【ミャンマー】民主派NUGが秋波、「一つの中国」支持[政治]

ミャンマーの民主派らによる挙国一致政府(NUG)は1日、中国に友好的な「外交」方針を発表した。中国と台湾は不可分の領土とする「一つの中国」原則の支持や、2021年2月のクーデター前までに両国が交わした合意内容が有効だとする内容を盛り込んだ。米欧に傾斜しているとのイメージを払拭して中国とミャンマー軍事政権との関係強化をけん制する狙いがあるもようだ。

声明では、オンライン政府として軍政に抵抗するNUGは非同盟主義で、連邦制民主主義に基づく国家を目指すと表明。中国のミャンマー投資の保護や、(国境地域などでの)オンライン詐欺、賭博、人身売買、麻薬などの犯罪対策への協力も訴えた。

ミャンマーの民主派はこれまで、中国と軍政が接近していることに警戒感を強めてきた。NUGや少数民族武装勢力などが参加する抵抗組織の代表の調整機関「挙国一致諮問委員会(NUCC)」は23年6月、「中国は軍政側とのみ関係を維持している」と非難する声明を出していた。NUGの「国際協力相」ササ氏は同月、欧州連合(EU)に対し、「ロシアや中国を含む軍政を支援している国や企業への制裁」を提唱していた。

中国はミャンマーのクーデター後に「内政不干渉」を表明したが、昨年、軍政や少数民族武装勢力への関与を強めた。
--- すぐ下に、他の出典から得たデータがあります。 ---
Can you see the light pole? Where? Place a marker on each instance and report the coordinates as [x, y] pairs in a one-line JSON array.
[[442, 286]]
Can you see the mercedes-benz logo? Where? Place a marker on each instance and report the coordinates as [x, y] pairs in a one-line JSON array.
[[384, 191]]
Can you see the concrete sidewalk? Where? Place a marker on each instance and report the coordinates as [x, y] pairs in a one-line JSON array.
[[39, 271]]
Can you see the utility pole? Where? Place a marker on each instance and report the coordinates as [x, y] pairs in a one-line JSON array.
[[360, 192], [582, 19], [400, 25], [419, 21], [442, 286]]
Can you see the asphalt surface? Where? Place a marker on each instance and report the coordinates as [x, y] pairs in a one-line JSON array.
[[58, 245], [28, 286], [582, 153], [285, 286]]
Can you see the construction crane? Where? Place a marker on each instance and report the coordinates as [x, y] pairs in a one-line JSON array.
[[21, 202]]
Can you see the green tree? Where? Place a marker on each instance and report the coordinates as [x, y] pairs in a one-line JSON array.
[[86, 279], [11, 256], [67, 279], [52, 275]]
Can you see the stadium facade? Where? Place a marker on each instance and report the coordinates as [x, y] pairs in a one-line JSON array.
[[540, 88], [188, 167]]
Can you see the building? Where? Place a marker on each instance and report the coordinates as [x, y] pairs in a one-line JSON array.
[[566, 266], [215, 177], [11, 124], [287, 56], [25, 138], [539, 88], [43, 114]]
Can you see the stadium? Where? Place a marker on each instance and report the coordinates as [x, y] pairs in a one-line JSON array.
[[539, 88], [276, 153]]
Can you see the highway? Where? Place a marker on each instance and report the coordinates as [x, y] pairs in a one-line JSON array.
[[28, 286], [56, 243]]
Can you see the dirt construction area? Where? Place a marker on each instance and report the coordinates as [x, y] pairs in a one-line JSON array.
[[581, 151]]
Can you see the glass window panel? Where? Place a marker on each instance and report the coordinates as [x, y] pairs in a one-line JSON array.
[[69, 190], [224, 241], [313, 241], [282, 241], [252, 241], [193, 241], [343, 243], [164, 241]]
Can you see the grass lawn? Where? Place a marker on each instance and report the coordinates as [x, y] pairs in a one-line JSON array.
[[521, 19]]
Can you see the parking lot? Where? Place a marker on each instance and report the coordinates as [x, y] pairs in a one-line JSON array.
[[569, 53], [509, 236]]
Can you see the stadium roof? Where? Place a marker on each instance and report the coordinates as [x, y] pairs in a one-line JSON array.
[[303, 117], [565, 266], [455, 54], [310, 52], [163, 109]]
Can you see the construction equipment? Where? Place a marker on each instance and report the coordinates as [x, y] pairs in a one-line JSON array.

三つの少数民族武装勢力が同年10月、中国国境に近い北東部シャン州北部で国軍への一斉攻撃を開始した後は、軍政や中国国境を実効支配する各勢力が「不法滞在者」の中国への強制送還を増やした。

NUGは、政変後に各地で結成された民主派武装組織である国民防衛隊(PDF)を傘下に置いていると主張しているが、統制は取れていない。情勢が混迷する中、中国がミャンマー国内に敷設したガスパイプライン施設などの破損も散発している。